Während des letzten Gefechts auf dem Schatzschiff war der Tod sein Begleiter gewesen, und er war ihm auch sonst nicht fremd. Aber er hatte sich nicht gefürchtet, nicht einmal hinterher. Hatte der Mut ihn jetzt verlassen? Er faßte seinen Degen fester. Vielleicht hatte Glassport sich geirrt, und sie war wieder nach St. John's gegangen, wo sie Freunde besaß, diesmal über Land.
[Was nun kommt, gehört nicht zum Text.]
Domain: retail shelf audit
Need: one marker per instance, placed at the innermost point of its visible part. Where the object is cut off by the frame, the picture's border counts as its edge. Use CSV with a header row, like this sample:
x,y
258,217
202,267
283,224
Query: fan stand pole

Er dachte an Jenours Befürchtungen, an Alldays verdächtiges Schweigen, als er ihn zur Anlegebrücke rudern ließ. Einige Wachposten waren in eine Art Ehrenbezeugung verfallen, als sie den Vizeadmiral erkannten, der ohne Vorwarnung an Land gekommen war.
Allday hatte gemeint:»Ich werde warten, Sir Richard.»
«Nein. Wenn ich ein Boot brauche, kann ich eins rufen.»
Allday hatte ihm nachgesehen, wahrscheinlich genauso besorgt wie Jenour.
«Wer ist da?»
Bolitho drehte sich um und sah sie auf der breiten Treppe stehen, mit einer Hand am Geländer, die andere in den Falten ihres Gewandes verborgen. Sie trug einen hellen Überwurf und wirkte gegen die dunklen Wandbehänge wie eingerahmt. Sie bewegte sich nicht.